Limitations & Future Work

  • The datasets are simplified information retrieval games, lacking real-world topic switching, error correction, or mixed intents.
  • Restricted to information-seeking tasks; dynamic confidence in creative or open-ended generation is unstudied.
  • Only covers calibration and monotonicity; the downstream utility (e.g., triggering clarification questions) is not quantified.
  • Own Insight: The advantage of P(SUFFICIENT) diminishes in fully-specified scenarios, suggesting it relies on candidate reduction. If the initial candidate space is small, sufficiency and truth converge, and the method's advantage fades.
  • Only evaluated on 4 open-source models; closed-source LLMs (GPT-4/Claude) may behave differently.
  • vs.

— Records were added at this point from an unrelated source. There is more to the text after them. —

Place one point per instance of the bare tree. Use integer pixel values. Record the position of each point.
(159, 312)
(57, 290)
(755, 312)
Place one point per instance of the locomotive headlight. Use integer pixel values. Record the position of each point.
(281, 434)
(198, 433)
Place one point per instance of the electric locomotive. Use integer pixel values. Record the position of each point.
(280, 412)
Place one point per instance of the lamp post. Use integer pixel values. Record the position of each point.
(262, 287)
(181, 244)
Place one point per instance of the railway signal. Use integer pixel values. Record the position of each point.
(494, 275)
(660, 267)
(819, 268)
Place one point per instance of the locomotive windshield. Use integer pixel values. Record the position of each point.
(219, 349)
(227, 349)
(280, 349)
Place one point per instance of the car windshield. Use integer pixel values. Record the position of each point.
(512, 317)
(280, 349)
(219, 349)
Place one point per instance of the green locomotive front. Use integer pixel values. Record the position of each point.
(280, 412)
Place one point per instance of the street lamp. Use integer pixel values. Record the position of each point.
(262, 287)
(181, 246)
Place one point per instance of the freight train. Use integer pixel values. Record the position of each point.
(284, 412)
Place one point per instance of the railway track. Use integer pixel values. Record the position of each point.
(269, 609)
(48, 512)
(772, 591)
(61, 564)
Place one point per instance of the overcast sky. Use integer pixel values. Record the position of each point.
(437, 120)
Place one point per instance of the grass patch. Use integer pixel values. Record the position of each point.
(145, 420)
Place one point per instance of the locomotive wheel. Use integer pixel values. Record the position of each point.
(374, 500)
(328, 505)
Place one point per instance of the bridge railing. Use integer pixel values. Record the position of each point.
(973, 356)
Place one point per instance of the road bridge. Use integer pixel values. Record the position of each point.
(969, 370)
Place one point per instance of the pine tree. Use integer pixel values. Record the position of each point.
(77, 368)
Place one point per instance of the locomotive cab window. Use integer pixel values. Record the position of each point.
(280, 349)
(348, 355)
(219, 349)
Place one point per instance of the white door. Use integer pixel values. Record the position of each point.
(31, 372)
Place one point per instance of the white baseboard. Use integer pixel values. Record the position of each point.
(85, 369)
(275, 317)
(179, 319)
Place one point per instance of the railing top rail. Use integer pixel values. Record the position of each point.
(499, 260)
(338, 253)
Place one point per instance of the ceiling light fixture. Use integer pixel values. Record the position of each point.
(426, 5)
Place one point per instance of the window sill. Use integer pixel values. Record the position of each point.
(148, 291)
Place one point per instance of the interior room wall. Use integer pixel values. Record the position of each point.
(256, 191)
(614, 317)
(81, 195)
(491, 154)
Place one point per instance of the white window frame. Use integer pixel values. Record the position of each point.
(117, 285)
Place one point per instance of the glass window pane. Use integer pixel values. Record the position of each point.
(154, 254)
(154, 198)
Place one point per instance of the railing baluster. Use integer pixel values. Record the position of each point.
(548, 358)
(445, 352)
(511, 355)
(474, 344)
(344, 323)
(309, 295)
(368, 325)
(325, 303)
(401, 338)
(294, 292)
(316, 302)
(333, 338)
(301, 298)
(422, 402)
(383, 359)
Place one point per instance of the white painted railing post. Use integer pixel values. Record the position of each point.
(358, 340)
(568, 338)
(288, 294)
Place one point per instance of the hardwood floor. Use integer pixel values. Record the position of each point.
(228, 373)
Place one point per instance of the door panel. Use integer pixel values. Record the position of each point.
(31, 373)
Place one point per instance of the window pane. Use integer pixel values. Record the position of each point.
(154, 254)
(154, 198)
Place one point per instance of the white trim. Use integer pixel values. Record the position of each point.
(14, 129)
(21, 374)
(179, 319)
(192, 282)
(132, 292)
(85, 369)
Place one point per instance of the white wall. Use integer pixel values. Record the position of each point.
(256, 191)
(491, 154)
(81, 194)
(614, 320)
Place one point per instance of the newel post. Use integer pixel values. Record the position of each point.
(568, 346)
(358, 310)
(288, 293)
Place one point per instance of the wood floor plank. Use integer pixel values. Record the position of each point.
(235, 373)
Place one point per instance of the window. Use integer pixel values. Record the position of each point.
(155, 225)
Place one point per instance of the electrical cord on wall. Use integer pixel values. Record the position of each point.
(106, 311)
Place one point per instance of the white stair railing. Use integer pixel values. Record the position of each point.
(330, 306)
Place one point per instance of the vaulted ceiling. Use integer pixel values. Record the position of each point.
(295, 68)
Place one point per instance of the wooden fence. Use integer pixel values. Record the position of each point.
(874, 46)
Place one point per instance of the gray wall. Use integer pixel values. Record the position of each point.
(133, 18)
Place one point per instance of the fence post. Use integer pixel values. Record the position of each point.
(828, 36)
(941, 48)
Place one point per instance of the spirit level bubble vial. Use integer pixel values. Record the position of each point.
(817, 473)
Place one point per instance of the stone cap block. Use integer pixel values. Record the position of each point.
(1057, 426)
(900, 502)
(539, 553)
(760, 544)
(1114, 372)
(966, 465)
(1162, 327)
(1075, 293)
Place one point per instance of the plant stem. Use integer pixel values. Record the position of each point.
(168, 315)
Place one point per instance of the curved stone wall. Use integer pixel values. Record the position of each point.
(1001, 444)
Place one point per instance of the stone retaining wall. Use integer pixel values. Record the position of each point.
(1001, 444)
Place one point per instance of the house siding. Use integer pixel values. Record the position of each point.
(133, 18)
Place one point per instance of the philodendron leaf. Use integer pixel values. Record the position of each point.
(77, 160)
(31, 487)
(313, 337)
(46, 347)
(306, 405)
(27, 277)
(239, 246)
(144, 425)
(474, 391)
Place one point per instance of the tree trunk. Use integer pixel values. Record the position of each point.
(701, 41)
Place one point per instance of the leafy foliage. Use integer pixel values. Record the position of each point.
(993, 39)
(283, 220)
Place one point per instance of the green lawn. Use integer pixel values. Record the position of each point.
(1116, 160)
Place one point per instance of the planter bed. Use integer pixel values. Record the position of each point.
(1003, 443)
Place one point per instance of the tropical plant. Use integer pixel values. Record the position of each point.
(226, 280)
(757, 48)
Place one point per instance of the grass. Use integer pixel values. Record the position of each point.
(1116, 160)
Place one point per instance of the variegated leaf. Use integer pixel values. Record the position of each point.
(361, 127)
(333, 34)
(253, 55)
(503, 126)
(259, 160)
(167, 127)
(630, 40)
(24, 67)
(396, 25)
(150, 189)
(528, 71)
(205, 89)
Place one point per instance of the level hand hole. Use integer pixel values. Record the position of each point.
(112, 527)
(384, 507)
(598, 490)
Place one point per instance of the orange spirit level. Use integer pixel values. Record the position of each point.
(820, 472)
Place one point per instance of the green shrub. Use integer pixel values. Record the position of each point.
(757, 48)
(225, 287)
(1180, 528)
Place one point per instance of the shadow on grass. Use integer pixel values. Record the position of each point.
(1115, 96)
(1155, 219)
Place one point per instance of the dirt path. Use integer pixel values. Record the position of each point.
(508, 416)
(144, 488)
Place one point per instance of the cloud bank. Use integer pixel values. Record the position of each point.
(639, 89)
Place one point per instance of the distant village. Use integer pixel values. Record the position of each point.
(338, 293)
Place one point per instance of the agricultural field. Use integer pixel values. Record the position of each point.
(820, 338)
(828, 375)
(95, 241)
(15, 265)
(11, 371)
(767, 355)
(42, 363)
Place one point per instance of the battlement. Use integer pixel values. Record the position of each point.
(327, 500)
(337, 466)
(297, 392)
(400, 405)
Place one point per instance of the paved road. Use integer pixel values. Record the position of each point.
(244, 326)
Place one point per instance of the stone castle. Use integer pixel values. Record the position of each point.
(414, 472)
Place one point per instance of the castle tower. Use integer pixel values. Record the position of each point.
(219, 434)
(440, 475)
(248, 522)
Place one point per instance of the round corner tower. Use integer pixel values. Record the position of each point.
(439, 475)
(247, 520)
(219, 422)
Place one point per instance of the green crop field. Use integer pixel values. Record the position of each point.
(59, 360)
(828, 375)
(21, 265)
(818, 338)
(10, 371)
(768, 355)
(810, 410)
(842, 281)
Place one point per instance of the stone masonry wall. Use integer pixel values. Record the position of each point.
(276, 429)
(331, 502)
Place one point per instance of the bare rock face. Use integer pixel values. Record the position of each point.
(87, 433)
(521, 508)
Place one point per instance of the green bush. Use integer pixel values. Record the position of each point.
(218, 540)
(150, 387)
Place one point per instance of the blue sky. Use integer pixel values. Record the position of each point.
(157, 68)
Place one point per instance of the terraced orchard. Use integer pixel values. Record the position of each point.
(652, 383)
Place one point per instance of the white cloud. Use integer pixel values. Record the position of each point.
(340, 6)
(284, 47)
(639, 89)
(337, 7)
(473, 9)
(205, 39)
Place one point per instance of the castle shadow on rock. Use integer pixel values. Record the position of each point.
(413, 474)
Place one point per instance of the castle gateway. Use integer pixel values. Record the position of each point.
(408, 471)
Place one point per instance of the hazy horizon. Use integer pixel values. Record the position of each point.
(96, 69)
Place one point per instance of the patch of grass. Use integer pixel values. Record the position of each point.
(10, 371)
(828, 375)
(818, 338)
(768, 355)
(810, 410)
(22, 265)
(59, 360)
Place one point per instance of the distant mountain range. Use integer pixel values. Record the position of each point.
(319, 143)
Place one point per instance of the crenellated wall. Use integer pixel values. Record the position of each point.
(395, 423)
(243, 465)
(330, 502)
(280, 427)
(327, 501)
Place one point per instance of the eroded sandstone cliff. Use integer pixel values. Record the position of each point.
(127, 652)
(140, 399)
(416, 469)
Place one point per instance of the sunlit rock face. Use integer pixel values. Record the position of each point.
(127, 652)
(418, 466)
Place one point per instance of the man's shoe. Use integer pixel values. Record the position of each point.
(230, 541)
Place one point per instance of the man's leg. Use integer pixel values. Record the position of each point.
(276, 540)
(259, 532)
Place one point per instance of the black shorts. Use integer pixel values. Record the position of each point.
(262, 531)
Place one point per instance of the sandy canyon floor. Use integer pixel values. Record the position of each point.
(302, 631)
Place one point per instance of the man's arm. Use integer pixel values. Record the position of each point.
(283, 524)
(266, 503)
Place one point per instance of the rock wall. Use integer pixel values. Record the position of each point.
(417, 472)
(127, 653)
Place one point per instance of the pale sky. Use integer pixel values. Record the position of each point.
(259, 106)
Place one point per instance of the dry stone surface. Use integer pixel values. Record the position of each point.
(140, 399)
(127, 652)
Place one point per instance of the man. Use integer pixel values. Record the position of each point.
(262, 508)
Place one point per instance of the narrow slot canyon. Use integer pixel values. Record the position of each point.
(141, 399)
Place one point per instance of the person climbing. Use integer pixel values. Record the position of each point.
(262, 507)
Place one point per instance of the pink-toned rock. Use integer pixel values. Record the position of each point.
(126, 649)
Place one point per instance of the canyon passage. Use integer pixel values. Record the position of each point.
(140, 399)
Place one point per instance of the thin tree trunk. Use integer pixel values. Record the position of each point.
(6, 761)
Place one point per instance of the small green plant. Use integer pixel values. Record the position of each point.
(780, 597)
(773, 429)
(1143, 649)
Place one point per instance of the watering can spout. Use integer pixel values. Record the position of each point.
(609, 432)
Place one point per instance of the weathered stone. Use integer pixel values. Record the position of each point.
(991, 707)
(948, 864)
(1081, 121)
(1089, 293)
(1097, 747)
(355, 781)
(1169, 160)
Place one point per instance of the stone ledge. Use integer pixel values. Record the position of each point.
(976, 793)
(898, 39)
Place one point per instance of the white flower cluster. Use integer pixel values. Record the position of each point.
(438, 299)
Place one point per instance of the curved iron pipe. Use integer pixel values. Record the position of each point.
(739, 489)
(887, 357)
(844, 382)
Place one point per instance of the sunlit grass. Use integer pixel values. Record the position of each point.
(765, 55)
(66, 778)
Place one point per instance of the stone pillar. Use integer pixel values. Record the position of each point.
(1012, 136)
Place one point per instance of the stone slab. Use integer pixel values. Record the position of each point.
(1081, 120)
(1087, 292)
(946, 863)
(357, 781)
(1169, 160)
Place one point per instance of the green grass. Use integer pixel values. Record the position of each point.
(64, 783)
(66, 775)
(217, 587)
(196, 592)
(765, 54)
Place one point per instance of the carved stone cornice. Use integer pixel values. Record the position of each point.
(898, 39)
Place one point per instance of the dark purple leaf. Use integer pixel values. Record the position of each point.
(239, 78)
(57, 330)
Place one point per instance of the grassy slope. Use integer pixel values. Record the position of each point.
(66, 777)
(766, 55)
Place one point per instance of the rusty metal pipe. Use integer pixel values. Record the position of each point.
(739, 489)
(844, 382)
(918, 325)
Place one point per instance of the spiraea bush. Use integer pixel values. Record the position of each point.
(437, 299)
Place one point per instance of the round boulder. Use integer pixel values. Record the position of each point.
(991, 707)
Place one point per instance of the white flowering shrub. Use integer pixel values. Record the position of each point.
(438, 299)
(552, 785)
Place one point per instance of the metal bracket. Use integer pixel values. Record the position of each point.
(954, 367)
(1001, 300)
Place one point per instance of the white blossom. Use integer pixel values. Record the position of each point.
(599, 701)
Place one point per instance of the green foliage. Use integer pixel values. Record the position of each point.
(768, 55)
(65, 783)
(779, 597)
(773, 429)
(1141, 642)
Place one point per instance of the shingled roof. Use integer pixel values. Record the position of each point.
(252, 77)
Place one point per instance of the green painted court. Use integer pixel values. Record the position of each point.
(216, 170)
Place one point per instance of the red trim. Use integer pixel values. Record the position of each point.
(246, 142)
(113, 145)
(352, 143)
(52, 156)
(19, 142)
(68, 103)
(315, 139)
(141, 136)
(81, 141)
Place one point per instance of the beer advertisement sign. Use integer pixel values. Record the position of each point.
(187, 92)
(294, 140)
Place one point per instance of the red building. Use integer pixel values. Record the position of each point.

Tian et al. (2023) Verbalized Confidence: Proven to be severely uncalibrated in multi-turn settings (InfoECE often 50+).
  • vs. Kadavath et al. (2022) P(TRUE): Standard single-turn logit probe fails multi-turn calibration/monotonicity due to the "Correctness \(\neq\) Sufficiency" gap.
  • vs. Self-Consistency (Manakul et al. 2023): Best baseline for fully-specified calibration, but low \(\tau\) in under-specified tasks as sampling merely confirms the same incorrect guess.
  • vs. Laban et al. (2025) "LLMs get lost in multi-turn": This study found no "lost in conversation" effect in these specific tasks, suggesting the effect is highly task-dependent (e.g., complex math vs. info retrieval).

Rating

  • Novelty: ⭐⭐⭐⭐⭐ First systematic evaluation of multi-turn confidence; every methodological component (InfoECE, Hinter-Guesser, P(SUFFICIENT)) is an original contribution.
  • Experimental Thoroughness: ⭐⭐⭐⭐⭐ 4 models × 5 methods × 4 datasets + ground-truth \(\tau\) + placebo controls + scale analysis; very comprehensive.
  • Writing Quality: ⭐⭐⭐⭐⭐ Clear formal definitions, strong motivation, and transparent presentation of prompts and data.
  • Value: ⭐⭐⭐⭐⭐ Establishes a foundational methodology for multi-turn LLM calibration; the "sufficiency vs. truth" insight is profound for future research.